The prompt 106 may include the prompt 106 described above with respect to FIG. 1. The prompt 106 can be transmitted to the reverse diffusion model 220 to influence the generation of the output image 222. The reverse diffusion model 220 may generate a prompt embedding using a text encoder and use the prompt embedding to influence the generation of the output image 222. In certain embodiments, the prompt 106 may be transmitted to a text encoder to generate the prompt embedding before the prompt embedding is transmitted to the reverse diffusion model 220.

The garment image 102 may include the garment image 102 described above with respect to FIG. 1. The garment image 102 may be transmitted to the adapter system 214.
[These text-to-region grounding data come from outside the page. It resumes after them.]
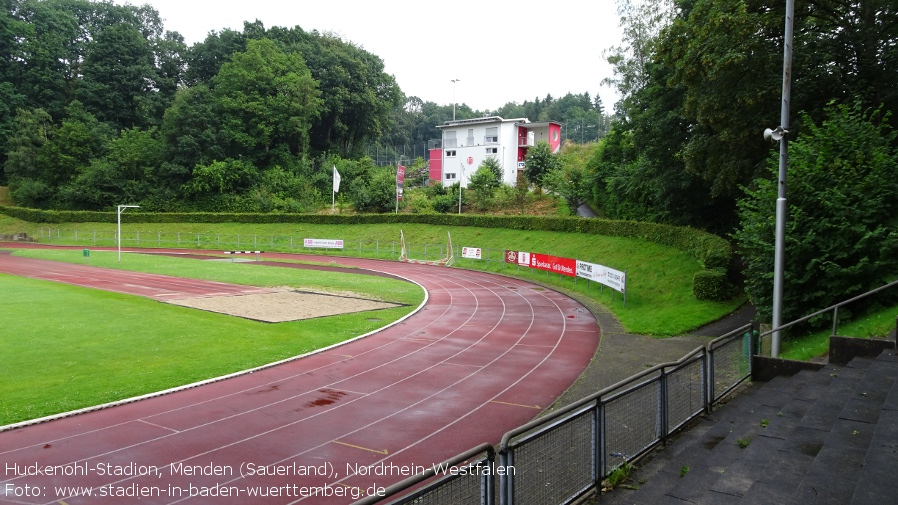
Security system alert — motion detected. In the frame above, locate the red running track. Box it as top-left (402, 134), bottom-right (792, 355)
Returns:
top-left (0, 246), bottom-right (599, 505)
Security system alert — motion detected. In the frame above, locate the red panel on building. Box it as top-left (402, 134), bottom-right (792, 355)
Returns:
top-left (428, 149), bottom-right (443, 185)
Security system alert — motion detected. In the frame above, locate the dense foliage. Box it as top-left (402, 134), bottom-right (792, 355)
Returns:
top-left (591, 0), bottom-right (898, 233)
top-left (0, 0), bottom-right (403, 211)
top-left (736, 105), bottom-right (898, 321)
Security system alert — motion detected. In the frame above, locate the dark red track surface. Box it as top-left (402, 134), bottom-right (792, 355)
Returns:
top-left (0, 244), bottom-right (599, 505)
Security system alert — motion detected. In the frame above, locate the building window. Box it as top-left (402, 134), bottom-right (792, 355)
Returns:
top-left (443, 130), bottom-right (458, 147)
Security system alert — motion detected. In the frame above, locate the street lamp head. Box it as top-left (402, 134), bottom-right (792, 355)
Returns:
top-left (764, 126), bottom-right (789, 142)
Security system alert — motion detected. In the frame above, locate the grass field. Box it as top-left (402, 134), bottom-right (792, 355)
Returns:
top-left (0, 215), bottom-right (745, 337)
top-left (0, 250), bottom-right (424, 425)
top-left (0, 215), bottom-right (744, 425)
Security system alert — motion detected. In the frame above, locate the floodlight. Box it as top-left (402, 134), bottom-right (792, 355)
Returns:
top-left (764, 126), bottom-right (789, 141)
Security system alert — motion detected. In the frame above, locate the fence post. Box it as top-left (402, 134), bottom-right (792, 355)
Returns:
top-left (705, 345), bottom-right (717, 414)
top-left (656, 368), bottom-right (670, 445)
top-left (499, 447), bottom-right (514, 505)
top-left (593, 398), bottom-right (605, 493)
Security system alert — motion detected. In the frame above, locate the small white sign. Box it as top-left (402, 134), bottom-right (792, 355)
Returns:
top-left (461, 247), bottom-right (482, 260)
top-left (303, 238), bottom-right (343, 249)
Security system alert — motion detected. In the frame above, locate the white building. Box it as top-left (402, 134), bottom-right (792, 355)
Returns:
top-left (430, 116), bottom-right (561, 188)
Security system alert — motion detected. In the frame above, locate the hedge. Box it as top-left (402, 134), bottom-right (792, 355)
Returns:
top-left (0, 206), bottom-right (732, 270)
top-left (692, 268), bottom-right (730, 301)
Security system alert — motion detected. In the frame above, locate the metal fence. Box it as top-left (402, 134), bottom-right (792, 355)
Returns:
top-left (356, 325), bottom-right (758, 505)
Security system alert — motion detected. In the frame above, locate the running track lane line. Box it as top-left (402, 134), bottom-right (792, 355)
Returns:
top-left (0, 246), bottom-right (598, 505)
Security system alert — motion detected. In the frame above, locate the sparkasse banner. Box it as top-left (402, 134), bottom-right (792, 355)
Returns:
top-left (505, 250), bottom-right (530, 267)
top-left (530, 253), bottom-right (577, 277)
The depth estimation system 202 may generate a depth indication (e.g., a depth map). The depth indication may represent the depth of the subject represented by the subject image 104. The depth indication may indicate the depth represented by one or more pixels of the subject image 104. The depth estimation system 202 may include a depth estimation model (e.g., monocular depth estimation (MDE), Fast Monocular Depth Estimation with Flow Matching (DepthFM), etc.) that can generate the depth map 204 based on the subject image 104. The depth map 204 may represent spatial geometry and three-dimensional structure of the subject depicted in the subject image 104. The depth map 204 can provide pixel-level information about the relative distances and contours of various regions represented within the subject image 104, such as a torso of the subject, arms of the subject, or other parts of the subject. The depth map 204 enables representation of a three-dimensional (3D) structure of the subject and enables guidance of the placement and blending of the garment image 102 onto the subject. The depth map 204 can enable the garment applied to the subject image 104 to conform to the contours and perspective of the subject (e.g., applied in a manner that conforms with the subject's physical dimensions and orientation). The depth estimation system 202 may transmit the depth indication to the depth network 206.
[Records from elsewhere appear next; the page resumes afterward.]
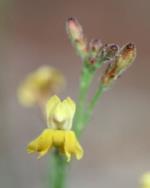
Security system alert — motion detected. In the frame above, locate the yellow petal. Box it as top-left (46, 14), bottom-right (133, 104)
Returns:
top-left (64, 131), bottom-right (84, 161)
top-left (18, 66), bottom-right (65, 106)
top-left (27, 129), bottom-right (54, 158)
top-left (46, 96), bottom-right (76, 130)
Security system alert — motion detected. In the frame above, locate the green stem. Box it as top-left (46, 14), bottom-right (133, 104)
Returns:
top-left (74, 62), bottom-right (94, 136)
top-left (83, 84), bottom-right (105, 125)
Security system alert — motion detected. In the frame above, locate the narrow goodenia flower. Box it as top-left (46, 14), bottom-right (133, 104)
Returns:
top-left (27, 96), bottom-right (83, 161)
top-left (18, 66), bottom-right (64, 106)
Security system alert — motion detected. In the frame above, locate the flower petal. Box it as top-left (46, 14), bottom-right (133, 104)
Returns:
top-left (27, 129), bottom-right (54, 158)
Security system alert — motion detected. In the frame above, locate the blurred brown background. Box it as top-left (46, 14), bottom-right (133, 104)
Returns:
top-left (0, 0), bottom-right (150, 188)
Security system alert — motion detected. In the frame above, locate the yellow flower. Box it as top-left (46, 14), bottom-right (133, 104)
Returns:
top-left (18, 66), bottom-right (64, 106)
top-left (27, 96), bottom-right (83, 161)
top-left (140, 172), bottom-right (150, 188)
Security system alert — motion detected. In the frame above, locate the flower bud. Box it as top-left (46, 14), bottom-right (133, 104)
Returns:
top-left (66, 18), bottom-right (87, 58)
top-left (102, 44), bottom-right (119, 61)
top-left (101, 43), bottom-right (136, 87)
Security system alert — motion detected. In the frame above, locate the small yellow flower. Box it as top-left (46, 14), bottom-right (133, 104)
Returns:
top-left (18, 66), bottom-right (64, 106)
top-left (27, 96), bottom-right (83, 161)
top-left (140, 172), bottom-right (150, 188)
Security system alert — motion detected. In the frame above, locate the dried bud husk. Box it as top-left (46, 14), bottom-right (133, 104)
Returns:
top-left (101, 44), bottom-right (119, 61)
top-left (88, 39), bottom-right (102, 65)
top-left (66, 18), bottom-right (87, 58)
top-left (101, 43), bottom-right (136, 87)
top-left (89, 39), bottom-right (102, 53)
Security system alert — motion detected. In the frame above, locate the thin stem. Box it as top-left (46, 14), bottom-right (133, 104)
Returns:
top-left (78, 84), bottom-right (105, 136)
top-left (74, 65), bottom-right (94, 135)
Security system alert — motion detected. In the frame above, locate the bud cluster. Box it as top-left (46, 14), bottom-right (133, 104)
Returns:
top-left (101, 43), bottom-right (136, 87)
top-left (66, 18), bottom-right (136, 87)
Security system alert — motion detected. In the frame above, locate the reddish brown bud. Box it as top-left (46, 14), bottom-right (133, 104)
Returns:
top-left (102, 44), bottom-right (119, 60)
top-left (101, 43), bottom-right (136, 87)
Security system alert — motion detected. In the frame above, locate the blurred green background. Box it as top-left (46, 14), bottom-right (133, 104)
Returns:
top-left (0, 0), bottom-right (150, 188)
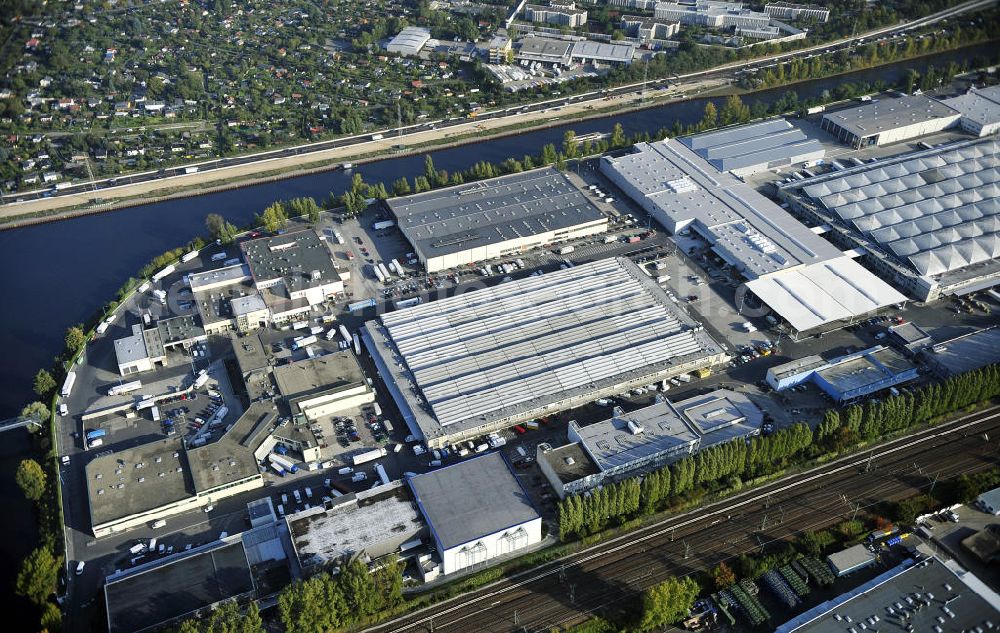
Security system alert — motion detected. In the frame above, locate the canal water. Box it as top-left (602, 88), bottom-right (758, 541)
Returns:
top-left (0, 45), bottom-right (993, 608)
The depth network 206 may receive the depth indication from the depth estimation system 202. The depth network 206 may include a neural network. The depth network 206 may include a ControlNet. The depth network 206 can enable the reverse diffusion model 220 to be guided. The depth network 206 can generate control signals (e.g., depth conditioning) that can influence the behavior and output of the reverse diffusion model 220. The depth network 206 may generate depth conditioning 208 based on the depth indication. The depth conditioning 208 may include a high dimensionality (e.g., embedded) representation of the depth indication. The depth network 206 can use the depth indication to influence generation of the output image 222 by providing detailed spatial or structural relationships represented by depth conditioning 208.
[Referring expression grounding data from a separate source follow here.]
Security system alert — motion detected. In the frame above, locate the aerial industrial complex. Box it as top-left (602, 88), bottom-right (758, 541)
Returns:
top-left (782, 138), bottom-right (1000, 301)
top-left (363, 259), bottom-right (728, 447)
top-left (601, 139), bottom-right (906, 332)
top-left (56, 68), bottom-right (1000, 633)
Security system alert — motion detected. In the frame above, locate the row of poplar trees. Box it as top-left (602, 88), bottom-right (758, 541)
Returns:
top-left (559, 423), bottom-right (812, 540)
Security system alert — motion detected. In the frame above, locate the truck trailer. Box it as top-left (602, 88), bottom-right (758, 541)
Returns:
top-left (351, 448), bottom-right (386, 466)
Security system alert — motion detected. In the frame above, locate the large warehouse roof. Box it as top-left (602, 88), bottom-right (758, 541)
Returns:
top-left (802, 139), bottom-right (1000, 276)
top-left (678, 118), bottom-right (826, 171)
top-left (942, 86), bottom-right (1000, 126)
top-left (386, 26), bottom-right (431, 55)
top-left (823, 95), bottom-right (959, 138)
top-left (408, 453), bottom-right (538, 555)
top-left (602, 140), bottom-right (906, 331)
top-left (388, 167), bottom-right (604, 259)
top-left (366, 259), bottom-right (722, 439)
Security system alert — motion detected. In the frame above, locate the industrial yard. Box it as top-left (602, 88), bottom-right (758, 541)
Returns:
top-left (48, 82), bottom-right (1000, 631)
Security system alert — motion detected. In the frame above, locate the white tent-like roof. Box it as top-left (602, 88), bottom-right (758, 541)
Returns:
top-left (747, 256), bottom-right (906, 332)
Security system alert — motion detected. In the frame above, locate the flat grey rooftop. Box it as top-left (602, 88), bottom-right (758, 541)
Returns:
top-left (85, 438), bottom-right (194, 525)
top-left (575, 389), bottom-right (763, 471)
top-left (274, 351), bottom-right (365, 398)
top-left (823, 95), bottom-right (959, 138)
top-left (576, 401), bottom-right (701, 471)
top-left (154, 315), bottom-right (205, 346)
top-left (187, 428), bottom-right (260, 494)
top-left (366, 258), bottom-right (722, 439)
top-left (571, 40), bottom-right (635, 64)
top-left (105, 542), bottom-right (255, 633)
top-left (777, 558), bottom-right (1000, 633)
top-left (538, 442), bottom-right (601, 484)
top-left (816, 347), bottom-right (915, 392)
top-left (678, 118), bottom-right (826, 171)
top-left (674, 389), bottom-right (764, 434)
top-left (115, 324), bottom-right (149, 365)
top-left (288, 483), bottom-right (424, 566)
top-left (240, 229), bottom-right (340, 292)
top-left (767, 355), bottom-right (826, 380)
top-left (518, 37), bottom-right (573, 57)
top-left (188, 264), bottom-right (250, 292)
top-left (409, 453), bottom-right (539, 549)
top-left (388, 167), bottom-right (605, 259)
The depth conditioning 208 can enable the diffusion model 220 to align the garment with the subject's pose, account for occlusions, and/or maintain proper shading and perspective. The depth conditioning 208 can enable a more realistic depiction of the garment on the subject (e.g., with natural transitions and consistent visual output, even when the model is depicted at complex angles or in dynamic poses). The depth conditioning 208 can be transmitted from the depth network 206 to the reverse diffusion model 220. The depth conditioning 208 may be represented by an embedding (e.g., in a vector space).

The inpainting system 210 may receive subject image 104 (e.g., including the mask). The inpainting system 210 may receive the mask and the subject image 104 without the mask. The inpainting system 210 may include a machine learning model (e.g., PyTorch, a ControlNet trained on inpainting tasks). The machine learning model may generate an embedding of the subject image 104. The embedding of the subject image 104 may be used as inpainting conditioning 212 to be transmitted to the reverse diffusion model 220 and used by the reverse diffusion model 220 for generating the output image 222. The inpainting conditioning 212 may represent the mask, the masked portions of the subject image 104, and/or the unmasked portions of the subject image 104 in a high dimensional embedding/vector space. The inpainting conditioning 212 may be represented by an embedding (e.g., in a vector space).

The adapter system 214 may receive the garment image 102. The adapter system 214 may generate an image embedding 216 based on the garment image 102. The adapter system 214 may include an image-prompt (IP) adapter model that includes an image encoder. The adapter system 214 may enable the reverse diffusion model 220 to use an image (e.g., the garment image 102) as part of a set of prompts. The image embedding can enable the reverse diffusion model 220 to understand the context of the garment image 102. The image embedding can represent details of the garment image 102 that can be used to condition the reverse diffusion model 220. The image conditioning may be represented by an embedding in a vector space.

The reverse diffusion model 220 may include a stable diffusion model. The reverse diffusion model 220 may include a pretrained model. The reverse diffusion model 220 may generate the output image 222 based on inputs such as the depth conditioning 208, the inpainting conditioning 212, the image embedding 216, and/or noise 218. The noise 218 may be represented in an embedding space. The noise 218 may be randomly generated. The noise 218 may be sampled from a gaussian distribution. The reverse diffusion model 220 may iteratively remove noise from the noise embedding 218. The noise 218 may be removed based on conditioning. The conditioning may include cross conditioning. Cross conditioning can involve integrating additional information/conditions into the data generation process of the reverse diffusion model 220. Cross conditioning can enable a more controlled and/or tailored output image to be generated. The conditioning may use the depth conditioning 208, the inpainting conditioning 212, the prompt 106 (or an embedding of the prompt 106, such as a text embedding represented in vector space), and/or the image embedding 216 to influence the generation of the output image 222 from the noise 218.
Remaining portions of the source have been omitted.